Reddit continues to elevate itself as an SEO powerhouse and a destination for topical knowledge, including local and location-relevant fare. As it continues to hit key milestones, we’ve watched closely but arguably haven’t given it the ink it deserves. So let’s dive into Reddit and what’s driving it.
Backing up, one thing Reddit has done right is to create a brand around the sleepy internet format of comment boards. One of the web’s first formats – a la AOL topic boards – it’s long been known for misinformation, mistrust, and sometimes contentious exchanges. So you could say it has trust issues.
What Reddit did to resolve that mistrust was to federate and wrap a brand around far-reaching topical boards. Though questionable content can still populate the depths of its many sub-reddits, the company has counterbalanced trust and credibility issues with a recognizable name – a known quantity.
Pepsi Choice
In that sense, Reddit has become a go-to place for the wisdom of the crowds. The brand equity that it cultivated by federating all that wisdom makes it the Pepsi choice for everything from home theater setup to landscaping your yard. And all the above has sparked momentum, volume, and network effect.

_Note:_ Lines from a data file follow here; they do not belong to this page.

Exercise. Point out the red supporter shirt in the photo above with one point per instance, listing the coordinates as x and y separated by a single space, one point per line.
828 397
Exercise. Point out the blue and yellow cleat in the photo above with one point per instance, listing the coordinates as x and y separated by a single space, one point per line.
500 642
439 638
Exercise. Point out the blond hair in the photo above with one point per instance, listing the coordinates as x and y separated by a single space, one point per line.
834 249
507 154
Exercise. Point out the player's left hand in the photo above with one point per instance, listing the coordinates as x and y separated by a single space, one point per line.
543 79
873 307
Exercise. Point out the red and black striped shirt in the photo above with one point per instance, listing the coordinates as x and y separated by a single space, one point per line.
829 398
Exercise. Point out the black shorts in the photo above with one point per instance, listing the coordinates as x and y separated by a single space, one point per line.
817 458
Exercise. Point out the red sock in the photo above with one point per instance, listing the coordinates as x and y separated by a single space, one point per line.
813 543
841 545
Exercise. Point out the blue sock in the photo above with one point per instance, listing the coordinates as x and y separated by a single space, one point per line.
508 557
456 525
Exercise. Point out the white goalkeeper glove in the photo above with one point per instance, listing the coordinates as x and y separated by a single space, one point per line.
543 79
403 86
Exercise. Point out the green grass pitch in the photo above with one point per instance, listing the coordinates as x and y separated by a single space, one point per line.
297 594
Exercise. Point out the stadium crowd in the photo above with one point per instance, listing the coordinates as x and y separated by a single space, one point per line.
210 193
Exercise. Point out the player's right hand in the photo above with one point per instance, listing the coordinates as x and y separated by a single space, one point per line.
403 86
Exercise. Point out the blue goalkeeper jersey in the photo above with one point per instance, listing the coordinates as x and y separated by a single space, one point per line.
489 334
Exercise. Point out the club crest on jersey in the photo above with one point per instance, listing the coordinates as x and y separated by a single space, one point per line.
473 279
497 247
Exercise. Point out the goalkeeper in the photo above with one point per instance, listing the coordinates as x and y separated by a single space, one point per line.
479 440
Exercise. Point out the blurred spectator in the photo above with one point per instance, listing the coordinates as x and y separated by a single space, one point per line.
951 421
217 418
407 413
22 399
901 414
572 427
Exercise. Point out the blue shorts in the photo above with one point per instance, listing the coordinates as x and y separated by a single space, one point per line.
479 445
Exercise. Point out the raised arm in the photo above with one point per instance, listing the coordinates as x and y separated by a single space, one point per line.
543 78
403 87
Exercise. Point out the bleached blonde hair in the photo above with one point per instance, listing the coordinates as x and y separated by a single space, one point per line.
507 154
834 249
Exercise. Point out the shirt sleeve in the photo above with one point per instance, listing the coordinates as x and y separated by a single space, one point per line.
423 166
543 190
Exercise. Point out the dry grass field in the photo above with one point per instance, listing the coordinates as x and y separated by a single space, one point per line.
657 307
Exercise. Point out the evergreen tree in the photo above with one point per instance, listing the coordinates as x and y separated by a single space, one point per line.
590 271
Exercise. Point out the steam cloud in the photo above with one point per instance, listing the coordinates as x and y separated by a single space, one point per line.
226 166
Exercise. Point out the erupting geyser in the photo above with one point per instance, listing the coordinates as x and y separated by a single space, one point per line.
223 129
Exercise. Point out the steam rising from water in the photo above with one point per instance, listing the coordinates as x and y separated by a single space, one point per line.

Beyond actively choosing and navigating to Reddit – or bookmarking subreddits on their favorite topics – users are often led there by the nose. In other words, SEO. All those far-reaching conversations and knowledge are SEO gold – placing Reddit in prime position when it comes to billions of Google queries.
All of this traction materialized most recently in Reddit’s Q2 earnings. Ad revenue – which logically represents 92 percent of Reddit’s revenue – totalled 465 million during the quarter. Overall revenue was up 78 percent year-over-year, which widely beat expectations, and caused its stock to jump 20 percent.
Double-Edged Sword
But it’s not all good news for Redit. It now faces the common and daunting possibility that the AI-era’s zero-click trend will diminish its traffic. That’s a threat that looms over all publishers, but Reddit perhaps has the most to lose because of the massive long tail of traffic it receives from traditional search.
The answer could be a double-edged sword. Because Reddit is such a vast fountain of topical knowledge, it could be a top source of AI-generated answers from AI engines and Google AI Overviews. And as long as citations remain a core part of these engines’ public trust-building, Reddit will benefit.
As the equation goes these days, it’s a question of whether citations offset the diminished traffic from zero-click search. The answer is often no, but not always. Meanwhile, Reddit is making moves to have a more active role in owning its fate, including doubling down on AI and becoming its own search engine.
Zero-Click Bloodbath
Taking those one at a time, Reddit has inked content licensing agreements with Google and OpenAI. It knows it sits on an AI-training gold mine and wants to monetize it. Meanwhile, its own conversational AI tool, Reddit Answers, now has 6 million users as of its Q2 earnings – up from 1 million users in Q1.
As for its search engine play, it’s going to surface its search feature – a typical site-search function – more front & center. This move is driven by the fact that its site search has more than 70 million weekly users; and that many users append “reddit” to their Google search queries in hopes of ending up there.
The goal would be to circumvent Google with direct navigation traffic that then searches locally – something Amazon has pulled off well. “Circumvent” is the keyword (excuse the pun) as this would also mean that Reddit can insulate itself from the zero-click bloodbath. That’s the part we’ll be watching.